Les personnes usurpant l’identité du propriétaire d’un logement sont passibles d’une peine de 3 ans de prison et de 45 000 € d’amende, contre 1 an et 15 000 € auparavant.

Enfin, la loi sanctionne « la propagande ou la publicité » de méthodes facilitant ou incitant l’occupation illicite de biens immobiliers. Ainsi, toute personne physique ou morale (association…) incitant à squatter un logement s’expose désormais à 3 750 € d’amende.

 

L’obligation d’entretien du bailleur maintenue

 

Le législateur avait initialement prévu une mesure visant à libérer le propriétaire d’un bien immobilier de son obligation d’entretien, c’est-à-dire de réaliser des travaux, dès lors que celui-ci était occupé illicitement. Ainsi, le propriétaire d’un bâtiment tombant en ruine ne pouvait plus être tenu pour responsable de dommage résultant d’un défaut d’entretien pendant cette période d’occupation et, en cas de préjudice causé à un tiers, la responsabilité en aurait incombé aux squatteurs (article 7 de la loi). Cette disposition a été supprimée, car considérée comme non conforme à la Constitution par le Conseil constitutionnel (décision no 2023-853 DC du 26 juillet 2023). Ce dernier a rappelé que le régime de responsabilité automatique du propriétaire en cas de dommage causé par la ruine d’un bâtiment, lorsque celle-ci résulte d’un défaut d’entretien ou d’un vice de construction (art. 1244 du Code civil), a été mis en place afin de faciliter l’indemnisation des victimes. Or, ces dernières auraient été obligées de se retourner contre le squatteur, dont l’identité n’est pas nécessairement connue et qui ne présente pas du tout les mêmes garanties que le propriétaire, notamment en matière d’assurance.
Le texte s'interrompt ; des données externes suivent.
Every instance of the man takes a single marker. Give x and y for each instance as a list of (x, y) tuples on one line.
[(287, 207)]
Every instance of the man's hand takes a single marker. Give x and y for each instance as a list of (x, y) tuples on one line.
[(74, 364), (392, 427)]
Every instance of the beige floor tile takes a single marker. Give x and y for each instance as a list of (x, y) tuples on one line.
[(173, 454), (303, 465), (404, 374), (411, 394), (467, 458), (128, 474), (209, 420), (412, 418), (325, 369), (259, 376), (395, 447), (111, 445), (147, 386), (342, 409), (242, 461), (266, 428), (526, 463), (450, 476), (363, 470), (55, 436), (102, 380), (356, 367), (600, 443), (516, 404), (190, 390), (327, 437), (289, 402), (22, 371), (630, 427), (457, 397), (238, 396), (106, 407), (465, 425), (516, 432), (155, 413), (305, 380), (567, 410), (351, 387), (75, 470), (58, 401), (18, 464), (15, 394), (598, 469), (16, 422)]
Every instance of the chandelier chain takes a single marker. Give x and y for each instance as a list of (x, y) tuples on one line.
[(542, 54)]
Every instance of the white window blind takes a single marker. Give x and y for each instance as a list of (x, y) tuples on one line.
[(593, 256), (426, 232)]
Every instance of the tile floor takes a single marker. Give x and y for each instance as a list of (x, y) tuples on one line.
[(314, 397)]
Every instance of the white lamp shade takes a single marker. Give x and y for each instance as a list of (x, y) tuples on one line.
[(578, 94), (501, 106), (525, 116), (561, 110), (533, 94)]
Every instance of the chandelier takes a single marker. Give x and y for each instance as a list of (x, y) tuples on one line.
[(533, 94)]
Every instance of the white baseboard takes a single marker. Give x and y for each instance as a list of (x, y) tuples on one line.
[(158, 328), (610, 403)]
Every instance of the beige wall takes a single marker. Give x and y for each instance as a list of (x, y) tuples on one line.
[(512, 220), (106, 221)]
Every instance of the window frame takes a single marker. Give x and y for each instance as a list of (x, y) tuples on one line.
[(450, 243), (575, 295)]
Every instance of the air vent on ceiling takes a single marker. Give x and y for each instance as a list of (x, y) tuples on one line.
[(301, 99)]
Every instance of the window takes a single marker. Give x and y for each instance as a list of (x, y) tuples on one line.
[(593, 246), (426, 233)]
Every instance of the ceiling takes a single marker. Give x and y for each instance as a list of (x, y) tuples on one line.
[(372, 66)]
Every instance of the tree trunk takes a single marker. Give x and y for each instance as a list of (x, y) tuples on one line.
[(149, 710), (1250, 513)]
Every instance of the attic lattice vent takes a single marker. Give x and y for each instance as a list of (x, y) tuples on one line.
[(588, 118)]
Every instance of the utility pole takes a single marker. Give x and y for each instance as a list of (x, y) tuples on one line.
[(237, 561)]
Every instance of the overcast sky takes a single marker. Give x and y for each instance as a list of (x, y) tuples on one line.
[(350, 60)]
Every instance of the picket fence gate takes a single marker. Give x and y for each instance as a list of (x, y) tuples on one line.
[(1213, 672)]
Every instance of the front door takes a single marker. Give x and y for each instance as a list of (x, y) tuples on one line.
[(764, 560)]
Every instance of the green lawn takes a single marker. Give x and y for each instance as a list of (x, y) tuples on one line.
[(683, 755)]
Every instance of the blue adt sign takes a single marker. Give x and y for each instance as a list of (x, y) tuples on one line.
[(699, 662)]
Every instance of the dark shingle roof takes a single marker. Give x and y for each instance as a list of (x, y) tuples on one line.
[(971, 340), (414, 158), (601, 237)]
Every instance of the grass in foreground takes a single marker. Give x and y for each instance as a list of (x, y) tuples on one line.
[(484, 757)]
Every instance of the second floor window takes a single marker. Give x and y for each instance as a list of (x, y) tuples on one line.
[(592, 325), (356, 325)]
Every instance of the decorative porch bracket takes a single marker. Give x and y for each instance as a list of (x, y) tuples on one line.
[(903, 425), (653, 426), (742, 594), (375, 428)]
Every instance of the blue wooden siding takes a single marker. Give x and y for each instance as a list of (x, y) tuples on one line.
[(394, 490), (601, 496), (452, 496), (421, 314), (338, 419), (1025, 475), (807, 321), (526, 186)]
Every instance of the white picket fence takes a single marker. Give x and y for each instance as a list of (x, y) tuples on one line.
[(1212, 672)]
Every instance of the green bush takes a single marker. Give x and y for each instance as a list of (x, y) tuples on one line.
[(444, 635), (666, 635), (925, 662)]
En outre, le Conseil constitutionnel a dénoncé une exonération du propriétaire trop large, puisqu’il en aurait bénéficié sans avoir à démontrer que le comportement du squatteur avait fait obstacle à la réalisation de travaux, ni que la cause du dommage trouvait son origine dans un défaut d’entretien imputable à l’occupant. Le régime prévu par l’article 1244 du Code civil demeure donc : le propriétaire d’un bâtiment est automatiquement responsable du dommage causé par sa ruine, lorsqu’elle résulte d’un défaut d’entretien ou d’un vice de construction, et il ne peut s’exonérer de sa responsabilité qu’en rapportant la preuve que le dommage est dû à une cause étrangère (par exemple, la présence de squatteurs dont le comportement empêchait toute intervention pour faire les réparations nécessaires).